In the figure, quarter arc $AD$ of $x^2+y^2=16$ is given. Points $B,C$ are arbitrary on the arc $AD$ such that $C$ is between $D$ and $B$.
What is the maximum value of $\text{Area}(OABCD)$ ?
Notes:
On
Points B and C should divide the circle into three equal arcs. This can be shown by fixing one of the points and letting the other point move around. You maximize the area of the triangle BCD when C divides the arc BD into two equal arcs, because at that point the height of the triangle is maximized. By applying this same argument to triangle ABC, we see that the area of both triangles is maximized when AB=BC=CD. Therefore, the maximum area of the pentagon occurs under the same conditions. This means we have three triangles with two side lengths of 4 and an angle between them of 30°. The entire area is therefore: $$3*\left(\frac12*4*4*\sin30°\right)=12$$
On
Isoperimetric inequalities are very elegant theorems in Euclidean geometry. One of them:
Isoperimetric inequality for cyclic polygons: If $A_1A_2\dots A_n$ is a cyclic $n$-gon, then area of $A_1A_2\dots A_n$ will be maximum when $n$-gon regular.

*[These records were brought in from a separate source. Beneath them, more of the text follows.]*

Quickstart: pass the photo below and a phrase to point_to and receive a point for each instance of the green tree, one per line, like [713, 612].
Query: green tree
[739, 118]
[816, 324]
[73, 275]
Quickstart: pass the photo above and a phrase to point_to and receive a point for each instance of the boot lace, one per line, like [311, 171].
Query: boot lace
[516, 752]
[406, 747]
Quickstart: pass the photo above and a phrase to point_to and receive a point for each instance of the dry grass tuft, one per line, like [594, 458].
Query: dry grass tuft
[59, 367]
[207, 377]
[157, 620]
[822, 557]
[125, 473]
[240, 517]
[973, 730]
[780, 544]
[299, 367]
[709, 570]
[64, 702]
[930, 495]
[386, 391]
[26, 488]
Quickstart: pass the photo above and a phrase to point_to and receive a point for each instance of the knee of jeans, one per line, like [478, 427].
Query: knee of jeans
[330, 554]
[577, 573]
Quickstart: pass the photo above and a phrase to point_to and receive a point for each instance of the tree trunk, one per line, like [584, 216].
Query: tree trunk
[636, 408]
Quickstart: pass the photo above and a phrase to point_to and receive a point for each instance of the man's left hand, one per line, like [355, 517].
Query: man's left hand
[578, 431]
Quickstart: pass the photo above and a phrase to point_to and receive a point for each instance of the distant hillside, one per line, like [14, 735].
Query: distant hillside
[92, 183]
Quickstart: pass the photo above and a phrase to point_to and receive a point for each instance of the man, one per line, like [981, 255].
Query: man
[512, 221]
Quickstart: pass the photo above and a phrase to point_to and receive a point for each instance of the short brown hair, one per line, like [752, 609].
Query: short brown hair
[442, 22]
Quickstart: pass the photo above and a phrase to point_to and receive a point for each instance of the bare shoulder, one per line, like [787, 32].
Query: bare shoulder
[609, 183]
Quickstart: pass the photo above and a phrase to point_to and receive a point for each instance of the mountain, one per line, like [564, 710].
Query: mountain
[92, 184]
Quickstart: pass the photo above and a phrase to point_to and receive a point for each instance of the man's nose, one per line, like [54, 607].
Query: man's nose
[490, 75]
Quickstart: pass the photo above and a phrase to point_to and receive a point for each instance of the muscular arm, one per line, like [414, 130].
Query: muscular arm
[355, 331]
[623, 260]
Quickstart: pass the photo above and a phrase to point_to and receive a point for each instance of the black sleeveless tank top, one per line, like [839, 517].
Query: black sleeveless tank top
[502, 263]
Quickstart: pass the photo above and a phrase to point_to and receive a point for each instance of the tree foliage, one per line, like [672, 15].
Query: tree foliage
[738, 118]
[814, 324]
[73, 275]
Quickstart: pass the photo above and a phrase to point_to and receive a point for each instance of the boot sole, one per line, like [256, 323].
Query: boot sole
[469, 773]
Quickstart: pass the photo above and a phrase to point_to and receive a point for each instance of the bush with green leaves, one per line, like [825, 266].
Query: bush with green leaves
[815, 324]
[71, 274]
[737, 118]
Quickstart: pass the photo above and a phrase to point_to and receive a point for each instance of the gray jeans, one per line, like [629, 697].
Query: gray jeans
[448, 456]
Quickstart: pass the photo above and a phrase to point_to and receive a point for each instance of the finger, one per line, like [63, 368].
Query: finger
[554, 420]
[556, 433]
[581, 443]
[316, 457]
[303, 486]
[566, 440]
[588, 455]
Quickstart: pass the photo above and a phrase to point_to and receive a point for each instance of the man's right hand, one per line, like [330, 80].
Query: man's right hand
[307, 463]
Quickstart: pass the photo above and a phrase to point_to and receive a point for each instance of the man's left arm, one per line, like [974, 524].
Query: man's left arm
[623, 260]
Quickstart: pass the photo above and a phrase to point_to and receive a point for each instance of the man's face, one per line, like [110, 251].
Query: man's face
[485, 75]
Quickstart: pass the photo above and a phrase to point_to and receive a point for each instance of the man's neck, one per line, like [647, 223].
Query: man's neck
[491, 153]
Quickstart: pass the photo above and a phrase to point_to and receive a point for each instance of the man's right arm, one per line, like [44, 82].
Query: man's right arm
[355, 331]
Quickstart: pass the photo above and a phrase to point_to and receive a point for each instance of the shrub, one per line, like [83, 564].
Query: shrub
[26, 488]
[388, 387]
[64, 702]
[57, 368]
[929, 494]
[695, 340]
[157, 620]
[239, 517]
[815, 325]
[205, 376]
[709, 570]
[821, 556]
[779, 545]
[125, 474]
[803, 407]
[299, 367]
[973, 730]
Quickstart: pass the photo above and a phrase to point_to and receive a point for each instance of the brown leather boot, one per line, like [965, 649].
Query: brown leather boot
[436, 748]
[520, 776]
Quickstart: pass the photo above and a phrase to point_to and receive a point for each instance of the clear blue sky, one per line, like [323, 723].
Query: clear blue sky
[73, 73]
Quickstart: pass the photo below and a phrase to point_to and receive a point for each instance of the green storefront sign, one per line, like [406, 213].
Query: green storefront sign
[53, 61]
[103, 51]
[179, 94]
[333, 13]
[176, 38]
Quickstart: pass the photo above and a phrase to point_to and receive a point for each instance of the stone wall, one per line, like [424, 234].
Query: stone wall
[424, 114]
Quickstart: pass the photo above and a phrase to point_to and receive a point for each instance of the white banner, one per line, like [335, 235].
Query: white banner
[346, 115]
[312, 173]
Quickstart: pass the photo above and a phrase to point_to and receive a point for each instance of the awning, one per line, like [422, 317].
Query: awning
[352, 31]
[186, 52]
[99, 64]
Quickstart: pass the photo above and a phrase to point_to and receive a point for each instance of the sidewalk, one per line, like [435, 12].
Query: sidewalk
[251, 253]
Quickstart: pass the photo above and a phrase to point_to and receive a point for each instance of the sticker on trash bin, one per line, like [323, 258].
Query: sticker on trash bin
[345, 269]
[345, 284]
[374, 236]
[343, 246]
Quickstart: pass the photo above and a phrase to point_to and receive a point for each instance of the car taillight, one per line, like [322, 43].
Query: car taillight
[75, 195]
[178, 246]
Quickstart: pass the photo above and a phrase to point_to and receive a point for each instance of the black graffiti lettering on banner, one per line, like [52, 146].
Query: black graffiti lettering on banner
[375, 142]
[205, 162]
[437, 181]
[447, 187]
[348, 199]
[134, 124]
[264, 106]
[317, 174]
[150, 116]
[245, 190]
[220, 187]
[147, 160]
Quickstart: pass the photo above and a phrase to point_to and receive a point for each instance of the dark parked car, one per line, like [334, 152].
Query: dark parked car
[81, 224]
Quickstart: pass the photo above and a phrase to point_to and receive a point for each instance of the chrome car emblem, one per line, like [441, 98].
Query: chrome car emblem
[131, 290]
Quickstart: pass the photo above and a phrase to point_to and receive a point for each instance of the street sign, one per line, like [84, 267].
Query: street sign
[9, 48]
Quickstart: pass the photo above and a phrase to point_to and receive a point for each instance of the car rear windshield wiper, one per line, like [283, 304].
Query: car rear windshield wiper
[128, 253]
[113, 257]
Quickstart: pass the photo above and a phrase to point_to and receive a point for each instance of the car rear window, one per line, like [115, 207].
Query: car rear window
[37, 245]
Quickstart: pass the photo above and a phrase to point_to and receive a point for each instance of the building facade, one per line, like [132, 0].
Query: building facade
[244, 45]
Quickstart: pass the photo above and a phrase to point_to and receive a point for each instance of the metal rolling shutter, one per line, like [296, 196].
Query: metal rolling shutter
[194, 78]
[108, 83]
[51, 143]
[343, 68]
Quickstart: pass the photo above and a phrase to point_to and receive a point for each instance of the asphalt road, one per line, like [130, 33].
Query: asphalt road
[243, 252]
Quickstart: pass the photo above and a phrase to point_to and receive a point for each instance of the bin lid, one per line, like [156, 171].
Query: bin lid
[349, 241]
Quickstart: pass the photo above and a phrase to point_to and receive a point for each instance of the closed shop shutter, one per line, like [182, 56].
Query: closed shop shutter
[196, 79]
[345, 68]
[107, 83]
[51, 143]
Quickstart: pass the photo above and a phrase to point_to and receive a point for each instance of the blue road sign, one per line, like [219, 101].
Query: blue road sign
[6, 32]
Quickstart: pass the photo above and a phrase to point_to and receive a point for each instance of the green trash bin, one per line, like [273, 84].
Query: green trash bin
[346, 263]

We will use this idea in our solution. Let's reflect the figure w.r.t $x$-axis and $y$-axis like following figure.
We yields a dodecagon. By isoperimetry theorem for cyclic $n$-gon, maximum area of it will be $$\dfrac{1}{2}\cdot 12\cdot 4^2\cdot \sin 30^\circ = 48$$ Then, quarter of it is $$\dfrac{48}{4}=12 $$
On
Let $C(a,\sqrt{4-a^2})$ and $B(b,\sqrt{4-b^2})$.
Hence, $$S_{OABCD}=f(a,b)=\tfrac{\left(4+\sqrt{4-a^2}\right)a}{2}+\tfrac{\left(\sqrt{4-b^2}+\sqrt{4-a^2}\right)(b-a)}{2}+\tfrac{\sqrt{4-b^2}(4-b)}{2},$$ where $0\leq a\leq b\leq4$.
We see that $f$ is continuous function on $\Phi=\{(a,b)|0\leq a\leq b\leq4\}$, which is compact.
Thus, $f$ gets a maximal value for each $(a_0,b_0)\in\Phi$.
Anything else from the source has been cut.